Best interest standards do not correlate with the reality of physicians' decision making in life and death choices
- Correspondence to Antoine Payot
Department of Pediatrics, CHU Sainte-Justine, 3175, Côte-Ste-Catherine, Montreal, QC H3T 1C5, Canada;
Implications for nursing practice and research
■ Clinicians appear to take decisions relating to resuscitation and non-resuscitation that do not always adhere to the best interest standard used in clinical ethical guidelines.
■ Discrepancies between best interest valuation and the respect of families' requests not to resuscitate shows that shared decision making is lacking in most cases.
■ There is a need for a shared decision making process with all patients and surrogates.
■ Further research is needed to explore decision making in this context.
The best interests standard is widely used in clinical ethical guidelines to frame emergency medicine practice in the absence of guidance by patients or their family. It is at the heart of the beneficence principle1 and cited in many bioethical guidelines. However, little empirical data demonstrate as how such standards are used in practice or how clinicians actually make assessment of best interests for their patients when decisions need to be made about whether or not to initiate resuscitation.
Leventhal et al explored the concept of best interests in a triage situation. The authors used eight vignettes of incompetent patients of various ages, pathologies and prognosis; all were critically ill with potential neurological sequelae. Their age ranged from 24 weeks gestation to 80 years. Using these scenarios, an online questionnaire was sent to US neonatologists and high-risk obstetricians. Participants were asked whether resuscitation was in the patient's best interest and whether the physician would agree to requests for non-resuscitation.
In response to the question “would you intubate, resuscitate and consult intensive care for admission?” respondents stated that they would initiate resuscitation for every scenario except for that of the 80 year old. However, for all the vignettes, the intent to resuscitate exceeded the best-interest valuation. The scale of this difference was the smallest for the 2 month old with meningitis and largest for the 35-year-old patient with a brain tumour.
Responses to questions about deferring resuscitation at the family's request showed that respondents would only do so when the physicians thought resuscitation was not in the patient's best interest in the case of the 80-year-old patient. Similar but less-striking decisions were evident for the 13 year old with acute myeloid leukaemia and sepsis, and the 35 year old with a brain tumour. Further, when physicians deemed resuscitation to be in the patient's best interest most would not defer it at the family's request. An exception to this was in relation to the two neonatal scenarios where most respondents indicated that even if resuscitation was in the premature infant's best interest, they would forego it at the family's request.

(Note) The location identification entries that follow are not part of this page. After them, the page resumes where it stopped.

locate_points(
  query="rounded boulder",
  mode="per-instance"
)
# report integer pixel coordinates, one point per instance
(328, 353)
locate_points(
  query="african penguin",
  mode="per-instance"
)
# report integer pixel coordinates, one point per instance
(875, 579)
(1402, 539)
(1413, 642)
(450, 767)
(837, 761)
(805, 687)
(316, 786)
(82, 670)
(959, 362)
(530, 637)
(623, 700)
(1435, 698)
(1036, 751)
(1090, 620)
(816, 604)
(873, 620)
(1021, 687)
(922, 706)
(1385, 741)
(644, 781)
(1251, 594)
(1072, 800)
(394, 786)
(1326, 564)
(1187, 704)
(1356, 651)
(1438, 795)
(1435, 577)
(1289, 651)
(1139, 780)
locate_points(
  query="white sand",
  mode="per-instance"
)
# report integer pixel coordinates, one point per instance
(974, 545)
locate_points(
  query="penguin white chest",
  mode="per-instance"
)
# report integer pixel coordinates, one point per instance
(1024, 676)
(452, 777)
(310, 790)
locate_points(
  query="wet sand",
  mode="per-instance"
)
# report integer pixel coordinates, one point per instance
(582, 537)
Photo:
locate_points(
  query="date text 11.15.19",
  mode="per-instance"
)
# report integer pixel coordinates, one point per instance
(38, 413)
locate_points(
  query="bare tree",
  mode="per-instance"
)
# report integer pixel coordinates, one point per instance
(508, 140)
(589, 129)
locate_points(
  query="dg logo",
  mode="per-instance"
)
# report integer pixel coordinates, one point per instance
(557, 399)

The concept of best interest standard is primarily a juridical notion, which has been translated to the medical practice2 but is in fact, one of the basic principles of the Convention on the Rights of the Child.3 This article demonstrates that this standard is not being directly applied to medical practice. Further, it shows that there is no consensus among physicians about such a standard. This suggests that aspects beyond pure medical facts and prognosis of the patients are used by physicians to frame their decisions. It is of interest that in most cases respondent would not defer to a family's request for non-resuscitation except for the youngest patients. This suggests that collaborative decision making only occurs when surrogates and physicians share similar values. This also suggests that collaborative decision making is not occurring in most clinical settings.
The results also reveal that even if medicine is often presented as a solid science where decisions are made through evidence, in the clinical setting decisions are taken by humans who are also guided by different sets of values and perspectives and may not adhere to ethical decision-making frameworks. The appreciation of the best interest standard by clinicians may differ from their own values and from what they would choose for a patient. The age of the patient appears to have an effect on physicians' decision making with clinicians being willing to forego resuscitation at family's request more readily for younger patients (premature and newborn babies) even if resuscitation is seen as in their best interest. Further, physicians stated that they would not initiate resuscitation for the older patient (80 year old). Decision making in this context needs exploring further.